Agustina no recuerda en qué momento la clientela habitual pasó de una admiración pasiva a la exigencia de un retorno sanador, estableciendo entre ellos un extraño vínculo emocional. Pasaban por la panadería tuvieran o no “consulta” con ella. Ya a nadie le extrañaba la incongruente presencia de este piano que ocupaba una buena parte del negocio, desplazando las únicas ocho mesas hacia un rincón de la habitación, sin que esto suscitara en su público la más mínima queja. La música parecía envolver en un mágico manto a todo el que se detenía a tomar un cafecito…y como aquí lo que sobraba era tiempo, Agustina nunca había sufrido la decepción de tocar ante una “sala” vacía.

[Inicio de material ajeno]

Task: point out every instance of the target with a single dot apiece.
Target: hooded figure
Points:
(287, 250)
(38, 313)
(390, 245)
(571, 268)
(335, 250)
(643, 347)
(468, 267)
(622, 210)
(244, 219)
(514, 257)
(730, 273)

Los presentes tomaban su café en silencio. A diferencia de su semblante generalmente tan abierto y gentil, hoy tenía Agustina aspecto de pocos amigos. Lo que no podían saber es que nuevamente había soñado con el endemoniado duende que la perseguía desde hace meses y que la dejaba de muy mal talante. Éste, con una actitud de Pepe Grillo miraba el gran reloj de cadena que colgaba del bolsillo superior de su pequeña chaqueta roja y verde. Su enfado era evidente y cada vez mayor, y Agustina sabía que le reclamaba su falta de decisión para presentarse a los concursos que tres o cuatro veces al año ofrecían al ganador becas para las instituciones musicales más prestigiosas del país.
Agustina terminó de tocar y sus ojos se posaron en el único extraño del lugar: un hombrecito sentado solo en una esquina y que guardaba un extraordinario parecido con el duende de sus sueños. ¡Qué contratiempo, solo esto le faltaba! Con una mirada que a Agustina se le hizo bastante impertinente, este extraño, salido de la nada, la conminaba a presentarse ante él de inmediato.
-¿Eres quien pienso que eres?
El sujeto apenas hizo un gesto de afirmación, -¿no te sientas? Me parece que tenemos una conversación pendiente desde hace mucho tiempo.
-¿Ah, sí? ¿te parece?
El extraño sonrió y procedió a agitar sus brazos en gesto de abrazar el espacio delante de él mientras iba dejando una estela de puntos brillantes que parecían salir de la punta de sus dedos.
-Cómo quieras. Mira a tu alrededor. Verás que todos han quedado suspendidos en el tiempo, hasta que tú decidas lo contrario. Yo puedo estar aquí indefinidamente pues no necesito comer ni dormir. ¿Puedes tú decir lo mismo?
Como era de suponer se enzarzaron en un toma y dame, cuyo contenido no se puede repetir ya que el intercambio entre el duende y Agustina era un asunto privado. De esa conversa solo se supo que el duende salió satisfecho de la misma, la panadería volvió a la vida y Agustina se encontró ante una silla vacía, con decisiones por tomar de naturaleza inaplazable.
El hombre miró las dos hojas con el ceño fruncido y soltó un enorme suspiro. De nuevo se le escapaba el final de una historia. Malhumorado cogió la calle y al pasar por el local abandonado notó, por primera vez, una placa apoyada en la esquina inferior derecha de la vitrina. ¿De dónde había salido? ¿Quién la había colocado allí? En una letra de trazo amplio y redondo decía:
“Si queréis saber qué fue de Agustina, preguntad a vuestro duende.”